Lane six is at a complete stop as the cashier waits for the override.

“Come on!” we want to scream. “We gotta deliver these cupcakes before we lose our job!”

But we don’t scream any curse words, despite an impulse that is working its way up our spinal column. Another urge hits us. We want to jump on the conveyor belt and dance to “Cotton Eye Joe,” while kicking away the other groceries. But we don’t do that, either.

We hold back because everyone has a camera, and we don’t want to be the supermarket dancer on YouTube forever.

We consider convincing ourselves that our venting might become a way to contribute to society. Maybe other people waiting in line somewhere can laugh at us, as we act out their frustration fantasies.

But, no, we’d have a hard time going to PTA meetings or running for office if our opponent could show we didn’t have the temperament to be a leader.

We keep our composure. It’s just cupcakes, right? Then again, we still have to do our work and this means we’ll be home later than we wanted and we won’t get a parking spot near the gym tonight, which means we might have to walk an extra quarter of a mile before we run 6 miles. It’s so unfair!

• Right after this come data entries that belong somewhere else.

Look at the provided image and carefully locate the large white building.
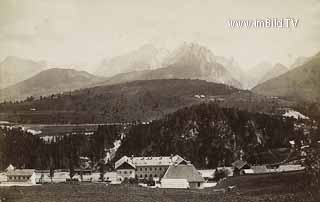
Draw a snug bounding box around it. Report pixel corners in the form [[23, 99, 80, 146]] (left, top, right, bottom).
[[115, 155, 186, 180]]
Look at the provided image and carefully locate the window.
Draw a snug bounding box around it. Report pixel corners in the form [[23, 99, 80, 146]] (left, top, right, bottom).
[[198, 182, 201, 187], [145, 174, 147, 178], [124, 171, 127, 174], [140, 168, 142, 171], [140, 174, 143, 178], [154, 174, 157, 177], [145, 168, 147, 171], [130, 171, 132, 174], [119, 171, 121, 174], [159, 167, 162, 170], [155, 167, 157, 171], [150, 168, 152, 171]]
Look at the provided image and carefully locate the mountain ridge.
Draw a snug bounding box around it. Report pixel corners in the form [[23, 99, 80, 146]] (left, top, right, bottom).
[[0, 68, 105, 101], [252, 52, 320, 103]]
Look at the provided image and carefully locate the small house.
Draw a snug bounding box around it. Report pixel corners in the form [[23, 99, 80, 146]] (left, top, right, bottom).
[[161, 163, 205, 189], [232, 160, 250, 176], [6, 169, 36, 185]]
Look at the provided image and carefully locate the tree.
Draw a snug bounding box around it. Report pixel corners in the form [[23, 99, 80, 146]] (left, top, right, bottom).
[[98, 160, 106, 182], [69, 161, 75, 180], [304, 145, 320, 189], [49, 166, 55, 183]]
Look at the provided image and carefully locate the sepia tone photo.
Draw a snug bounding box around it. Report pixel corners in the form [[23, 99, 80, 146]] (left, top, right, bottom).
[[0, 0, 319, 201]]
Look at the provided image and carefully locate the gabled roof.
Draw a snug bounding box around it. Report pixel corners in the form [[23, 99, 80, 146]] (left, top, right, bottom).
[[6, 164, 15, 171], [7, 169, 35, 176], [162, 164, 204, 182], [117, 161, 136, 169], [232, 160, 250, 170], [115, 155, 185, 169]]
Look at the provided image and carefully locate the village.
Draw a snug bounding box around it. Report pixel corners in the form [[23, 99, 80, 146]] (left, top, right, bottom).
[[0, 151, 305, 190]]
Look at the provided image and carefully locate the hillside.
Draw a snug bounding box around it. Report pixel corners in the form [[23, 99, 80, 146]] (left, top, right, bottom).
[[115, 102, 297, 168], [259, 63, 288, 84], [0, 79, 238, 123], [101, 43, 242, 89], [0, 68, 105, 102], [0, 56, 46, 89], [253, 52, 320, 103]]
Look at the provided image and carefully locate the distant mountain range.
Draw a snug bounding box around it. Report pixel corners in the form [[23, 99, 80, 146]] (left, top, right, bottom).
[[253, 52, 320, 103], [100, 43, 242, 89], [1, 44, 317, 104], [0, 56, 46, 89], [0, 68, 105, 101]]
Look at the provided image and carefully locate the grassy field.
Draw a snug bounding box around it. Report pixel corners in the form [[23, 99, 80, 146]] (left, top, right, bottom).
[[0, 172, 319, 202]]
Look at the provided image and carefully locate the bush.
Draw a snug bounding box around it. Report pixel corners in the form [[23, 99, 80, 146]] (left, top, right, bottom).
[[304, 145, 320, 189], [214, 168, 228, 181]]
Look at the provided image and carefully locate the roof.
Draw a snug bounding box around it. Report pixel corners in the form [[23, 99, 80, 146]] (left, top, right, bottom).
[[115, 155, 185, 169], [232, 160, 250, 170], [6, 164, 15, 171], [198, 169, 215, 178], [162, 164, 204, 182], [7, 169, 35, 176], [117, 161, 136, 169]]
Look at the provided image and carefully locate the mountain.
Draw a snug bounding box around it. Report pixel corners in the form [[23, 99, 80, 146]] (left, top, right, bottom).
[[246, 62, 273, 88], [0, 68, 105, 101], [0, 56, 46, 89], [95, 44, 169, 77], [102, 43, 242, 89], [214, 56, 248, 88], [0, 79, 238, 123], [290, 56, 310, 69], [259, 63, 289, 84], [253, 52, 320, 103]]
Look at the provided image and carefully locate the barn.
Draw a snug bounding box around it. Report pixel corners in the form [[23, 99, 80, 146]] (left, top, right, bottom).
[[161, 163, 205, 189]]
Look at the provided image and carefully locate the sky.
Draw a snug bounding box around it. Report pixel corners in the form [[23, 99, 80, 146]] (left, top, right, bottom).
[[0, 0, 320, 72]]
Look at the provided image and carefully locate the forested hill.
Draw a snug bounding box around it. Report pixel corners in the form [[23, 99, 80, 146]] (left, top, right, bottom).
[[1, 102, 314, 171], [0, 79, 238, 124], [115, 102, 309, 168]]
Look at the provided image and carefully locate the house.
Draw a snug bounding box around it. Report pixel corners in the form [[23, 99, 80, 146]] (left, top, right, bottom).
[[6, 169, 36, 185], [232, 160, 250, 176], [0, 172, 7, 183], [198, 169, 215, 181], [115, 155, 186, 180], [161, 163, 205, 189]]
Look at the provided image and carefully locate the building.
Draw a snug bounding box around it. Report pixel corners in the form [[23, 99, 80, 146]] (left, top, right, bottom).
[[115, 155, 186, 180], [232, 160, 251, 176], [0, 172, 7, 183], [198, 169, 215, 181], [161, 163, 205, 189], [6, 169, 36, 185]]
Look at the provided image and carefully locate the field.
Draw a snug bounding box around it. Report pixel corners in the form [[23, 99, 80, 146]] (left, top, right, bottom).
[[0, 171, 319, 202]]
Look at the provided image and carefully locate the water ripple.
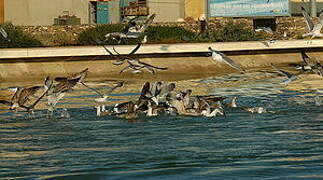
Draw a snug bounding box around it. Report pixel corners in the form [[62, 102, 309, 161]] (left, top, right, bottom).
[[1, 72, 323, 179]]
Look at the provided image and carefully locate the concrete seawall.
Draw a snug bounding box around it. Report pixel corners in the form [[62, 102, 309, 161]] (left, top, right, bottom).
[[0, 39, 323, 84]]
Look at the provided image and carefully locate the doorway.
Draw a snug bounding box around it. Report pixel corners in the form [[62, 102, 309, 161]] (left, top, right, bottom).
[[89, 1, 110, 24]]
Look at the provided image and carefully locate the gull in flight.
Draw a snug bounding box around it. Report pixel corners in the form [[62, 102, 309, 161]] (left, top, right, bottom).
[[119, 57, 168, 74], [105, 14, 155, 43], [96, 35, 146, 65], [46, 68, 88, 110], [271, 64, 298, 84], [0, 77, 53, 112], [0, 27, 11, 42], [300, 51, 323, 76], [301, 7, 323, 43], [208, 47, 245, 73], [83, 81, 124, 103]]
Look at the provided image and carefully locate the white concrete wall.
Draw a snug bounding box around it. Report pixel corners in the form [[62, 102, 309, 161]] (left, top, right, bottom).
[[147, 0, 184, 22], [4, 0, 89, 26]]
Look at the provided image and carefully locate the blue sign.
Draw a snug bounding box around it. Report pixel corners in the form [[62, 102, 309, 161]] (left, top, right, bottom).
[[209, 0, 290, 17]]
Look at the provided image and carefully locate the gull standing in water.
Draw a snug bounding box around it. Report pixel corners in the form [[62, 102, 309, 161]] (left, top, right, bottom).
[[301, 7, 323, 42], [224, 96, 238, 108], [243, 107, 267, 114], [208, 47, 245, 73]]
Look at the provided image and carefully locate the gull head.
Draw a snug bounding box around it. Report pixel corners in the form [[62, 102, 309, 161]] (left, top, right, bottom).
[[9, 103, 19, 110]]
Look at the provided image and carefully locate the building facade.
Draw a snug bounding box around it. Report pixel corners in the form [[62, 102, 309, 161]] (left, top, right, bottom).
[[148, 0, 185, 22], [2, 0, 185, 26], [4, 0, 90, 26], [0, 0, 4, 23], [2, 0, 323, 26], [184, 0, 206, 20]]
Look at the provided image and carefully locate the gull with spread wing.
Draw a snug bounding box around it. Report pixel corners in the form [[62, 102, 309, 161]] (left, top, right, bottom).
[[105, 14, 155, 43], [301, 7, 323, 42], [208, 47, 245, 73]]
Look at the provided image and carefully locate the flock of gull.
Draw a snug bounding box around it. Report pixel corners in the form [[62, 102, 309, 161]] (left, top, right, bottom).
[[0, 8, 323, 119]]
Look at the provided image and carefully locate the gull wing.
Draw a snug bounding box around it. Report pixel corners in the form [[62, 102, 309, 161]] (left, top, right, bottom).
[[301, 51, 312, 66], [261, 41, 270, 47], [209, 47, 245, 72], [114, 101, 135, 113], [144, 66, 156, 74], [70, 68, 88, 82], [129, 43, 142, 55], [136, 60, 168, 70], [141, 82, 151, 97], [54, 77, 68, 82], [0, 27, 8, 39], [29, 77, 54, 109], [113, 43, 142, 56], [0, 100, 11, 106], [44, 76, 53, 90], [8, 87, 19, 93], [128, 16, 140, 24], [119, 65, 132, 74], [319, 10, 323, 22], [201, 95, 226, 102], [102, 45, 116, 56], [17, 86, 42, 106], [222, 55, 245, 72], [159, 83, 176, 96], [271, 64, 294, 79], [301, 6, 314, 31], [105, 81, 124, 94], [140, 14, 156, 32], [80, 82, 104, 98]]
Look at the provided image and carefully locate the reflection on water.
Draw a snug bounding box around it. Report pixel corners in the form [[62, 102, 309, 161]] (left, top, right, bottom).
[[0, 70, 323, 179]]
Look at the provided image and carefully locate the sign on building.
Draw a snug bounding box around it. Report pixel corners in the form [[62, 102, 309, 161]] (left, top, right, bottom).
[[209, 0, 290, 17]]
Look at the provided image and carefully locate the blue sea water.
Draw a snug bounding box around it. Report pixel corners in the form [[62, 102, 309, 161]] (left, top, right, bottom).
[[1, 73, 323, 180]]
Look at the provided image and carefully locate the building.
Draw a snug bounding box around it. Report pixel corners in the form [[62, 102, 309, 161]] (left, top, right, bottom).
[[184, 0, 206, 20], [0, 0, 4, 23], [2, 0, 323, 26], [1, 0, 185, 26], [2, 0, 120, 26], [119, 0, 185, 22], [148, 0, 184, 22], [4, 0, 89, 26]]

Curses are echoing around our brain. We grind our teeth, tap our feet, shake our head slowly and blow our bangs off our overheated and thickly lined forehead.

We hear the words, “Come on, come on, come on,” in our head, but no one else seems to care about our agony. Oh, great, now we have to go to the bathroom, which will be difficult because as soon as we get back to the office we are serving the cupcakes at the party.

Don’t think about the need for the toilet. Oh, right, sure, that’s worked so well in the past. Why hadn’t we thought about that around, say, tax season? Sure, if you don’t think about it, taxes will just go away.

Then the curse words slipped out. We shouted them. We look around, wondering if we’ve damaged our reputation. This can be the smallest town on the planet. No one is holding a cellphone in our direction. No one seems to be waiting for us to do it again. Everyone does, however, take a step back from us.

We breathe a sigh of relief until it hits us: Two rows away is an overheated mother with three children holding onto her shopping cart. One of them — he looks like he’s about 6 years old — is staring at us without blinking. Maybe crossing that line was a mistake, as shame has replaced anger.